A suitable mitigation for libraries like sequoia-pgp is to implement a 
configurable size limit on the decompressed payload. This would help prevent 
Denial-of-Service attacks that exploit this behavior.
Attachment: Proof of Concept

In order to generate a small compressed PGP message we can use the following 
command, which will generate a 50KB ASCII-armored message with a 10GB 
decompressed payload:

dd if=/dev/zero bs=1M status=none count=10240 | gpg --compress-algo BZIP2 
--sign --armor --output dos_message.pgp.asc

Once generated, send the content as the body of an email and open it using 
Thunderbird with sequoia-octopus-librnp installed. You will notice that the 
application freezes and CPU usage spikes.


Triager

Hello,

We were able to reproduce the described behavior.

A Decompression Bomb (or Zip Bomb) is a maliciously crafted compressed file 
designed to consume excessive system resources when decompressed, potentially 
leading to denial of service or application crashes.

Because sequoia-pgp does not enforce size limits on OpenPGP messages and due to 
the very high compression ratio achievable with bzip2 (greater than 5,000,000), 
an attacker can craft a small message that, when processed by sequoia-pgp in 
octopus, causes CPU usage to spike to 100% for a significant amount of time. 
This leads to resource exhaustion and renders Thunderbird unresponsive. Similar 
behavior will occur in any application or library that makes use of sequoia-pgp 
in a single-threaded manner.
Proof of Concept

    The attacker crafts a small compressed PGP message :

    dd if=/dev/zero bs=1M status=none count=10240 | gpg --compress-algo BZIP2 
--sign --armor --output dos_message.pgp.asc

    This create a 50KB with a 10GB decompressed payload
    The attacker send this message as a body of an email

The victims open the email using Thunderbird with sequoia-octopus-librnp 
https://crates.io/crates/sequoia-octopus-librnp#building-on-linux

Then, attempt to decrypt the message and observe it dramatically increase the 
CPU usage, freezing the Thunderbird application.
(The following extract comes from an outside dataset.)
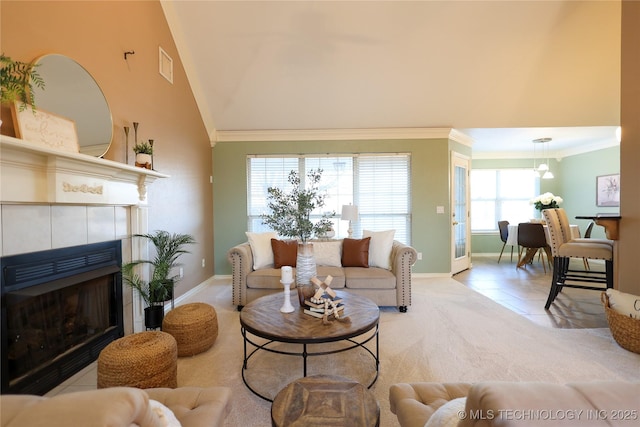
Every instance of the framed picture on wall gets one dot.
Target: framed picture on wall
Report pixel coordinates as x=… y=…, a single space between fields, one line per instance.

Note that the proposed CVSS score serves as a starting point to support further 
discussion. Please feel free to reach out if you'd like to review or adjust it.

About the CVSS vector, it seems correct.


-- 
cheers,
        Holger

 ⢀⣴⠾⠻⢶⣦⠀
 ⣾⠁⢠⠒⠀⣿⡁  holger@(debian|reproducible-builds|layer-acht).org
 ⢿⡄⠘⠷⠚⠋⠀  OpenPGP: B8BF54137B09D35CF026FE9D 091AB856069AAA1C
 ⠈⠳⣄

It's the end of the world as we know it - and I feel fine.